Content-addressable storage with postgres

At work we’ve got a database backed email system that’s running into some performance issues. In particular, we’re placing the database’s disk under a lot of write load.

I’ve had an idea that we could use content-addressable data to reduce the amount we write to disk, and get better performance from a smaller database.

This post is an exploration of some techniques that we might look at using to do this in postgres - they’re new to me, and as yet untested in a production environment.

Our email system

We manage a pretty high traffic website at work. One of the more interesting features we have is a system where users can subscribe to certain pages, and receive email updates whenever a page is updated.

Emails are customised for each change and each subscriber, so roughly speaking if we have m content changes and n subscribers, we’ll send out m×n unique emails.

Since a single update to a page will often need to send a lot of emails we can’t just do this synchronously, so we use a queue (or several, actually).

Simplifying things a bit:

a single message is placed on a queue for each content change
a worker process picks these up, finds all the subscribers for the change, and places each combination of change and subscriber as a message on a second queue
a second worker picks each of these messages up and generates a customised email that’s specific to this change and this subscriber.
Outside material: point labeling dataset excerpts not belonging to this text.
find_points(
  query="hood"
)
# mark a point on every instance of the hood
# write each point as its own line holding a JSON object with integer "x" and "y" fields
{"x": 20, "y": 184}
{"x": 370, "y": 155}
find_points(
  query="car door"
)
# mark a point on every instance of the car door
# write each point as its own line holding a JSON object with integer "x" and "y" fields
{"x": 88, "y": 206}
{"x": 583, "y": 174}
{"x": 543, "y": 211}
This email is written to the database, and then eventually yet another message is placed on yet another queue - this time saying “delivery the email in the database with this ID”
finally, a third worker picks each of the delivery messages from the queue, finds the email in the database corresponding to the ID in the message, and sends it to our email provider

As a sequence diagram, this looks like:

Our email system and its problems

I’m sure the above all looks very impressive, but I’ve already mentioned that this system is starting to have problems. Why?

Some pages on our website have a lot of subscribers, and sometimes lots of pages with lots of subscribers get lots of changes. Obviously, this means we have to send lots of emails.

When this happens, things tend to get very slow, and we end up with a huge queue of emails to send.

At the same time, our database metrics start to look a little bit scary:

Screenshot of database IOPS and burst balance showing a sustained period of more than seven thousand IOPS, and burst balance being depleted to zero

At the time this screenshot was taken, our database had enough allocated storage to be allowed 4,500 IOPS (input / output operations per second). Having a sustained period of more than 7,000 IOPS caused the disk to eat through its burst balance, resulting in severely degraded performance.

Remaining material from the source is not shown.